My friends, the time has come for me to write the post that I wish I never had to write. A few weeks ago I promised that I would share with you why I had been away from the blog for so many months. I am making good on that promise right now.
This is probably the hardest thing I have ever written about. It’s my dirty little secret. Only those closest to me know anything about this, and even they don’t all know the extent of it.
I suffer from depression.
Depression, to one degree or another, has been a part of my life since I was a teenager. I had post-natal (post-partum) depression after each of my three daughters, and in recent memory, each winter the darkness has descended upon me. This year has been particularly bad. Usually my winter depressions last from about November to April. However, this year, probably due to the record-breaking poor weather in the UK, the depression has not fully lifted even now.
Usually I have a few days or weeks, here and there, when things get really bad and I feel my lowest. But this season has been much worse. I have found it difficult to concentrate and had no motivation to write or do little else. My day to day struggles have sometimes been as simple as getting dressed and feeding myself. I am utterly grateful to God that I have managed to take care of our children and kept going through the motions of daily life. I am blessed beyond measure to have a husband who is not only sensitive to my feelings and limitations, but a workhorse who picks up the slack in every possible area when I can not function properly. And he does so without complaining or blaming. The fact that I have such a loving family only makes me loathe myself more. I know that this is a part of the illness, but it doesn’t make it any easier to conquer the feelings.

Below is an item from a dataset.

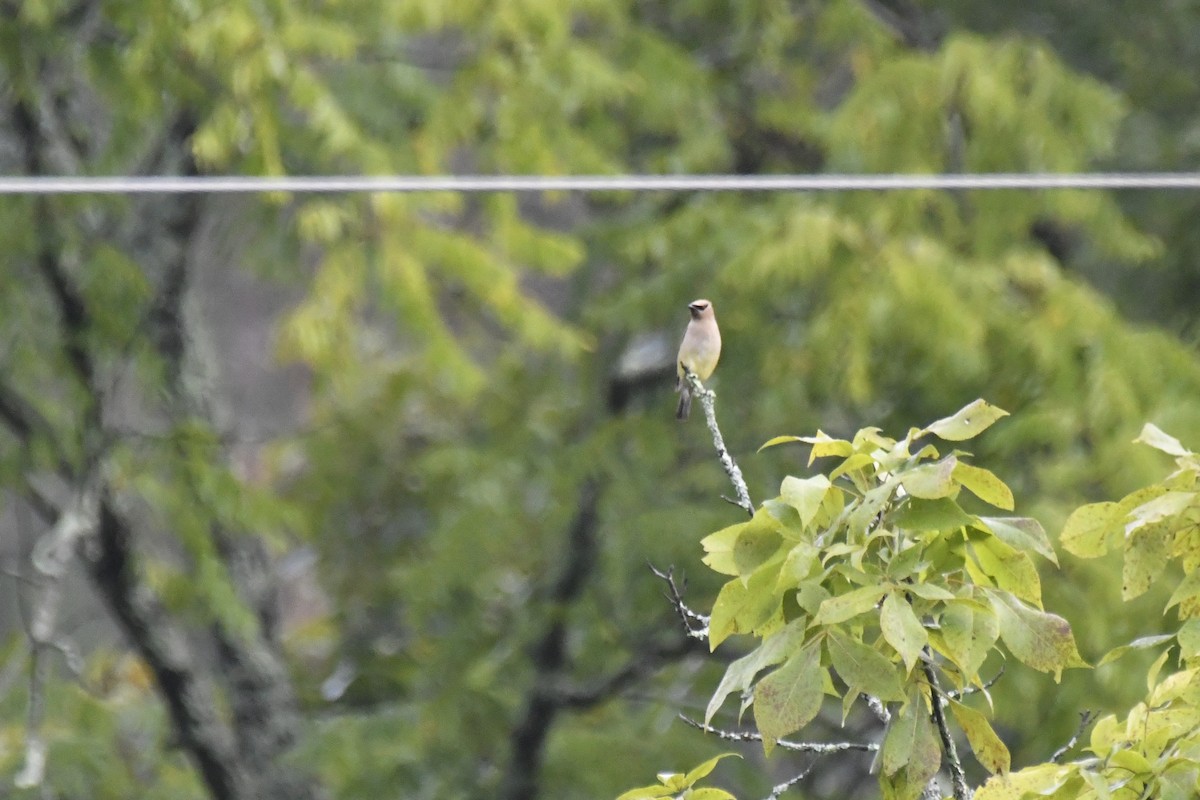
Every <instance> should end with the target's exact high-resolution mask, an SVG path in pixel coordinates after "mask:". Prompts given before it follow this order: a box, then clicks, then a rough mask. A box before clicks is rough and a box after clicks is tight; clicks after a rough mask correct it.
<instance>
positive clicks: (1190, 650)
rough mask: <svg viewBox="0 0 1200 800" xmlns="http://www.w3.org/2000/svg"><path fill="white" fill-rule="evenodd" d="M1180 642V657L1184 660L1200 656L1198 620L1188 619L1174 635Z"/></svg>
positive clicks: (1199, 621)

I, who have a professional background in psychology and mental health, should feel no guilt or shame about admitting all of this to you. But I do. The argument has swirled in my head for months. Do I or do I not share this ugly part of my life with you? Will people think less of me? Probably some. Will I shatter the illusion that my life is perfectly together? Most definitely. Will I seem hypocritical trying to help all of you when my own life is in need of help? I hope not. My sincere hope is that through sharing this with you, you will know that I too have real and sometimes extreme struggles. I do my best to find my way through and hope that my experiences can help you find your way through too.
I was hoping that by writing this, I would suddenly feel liberated. (I don’t.) That the weight of the world would be lifted from my shoulders. (It hasn’t.) I still feel afraid and vulnerable. But I am also proud of myself for finally having the courage to say- “this is me”. This is my story and I am living it every day. I know that there are thousands out there living it too. I hope you will stay on this journey with me.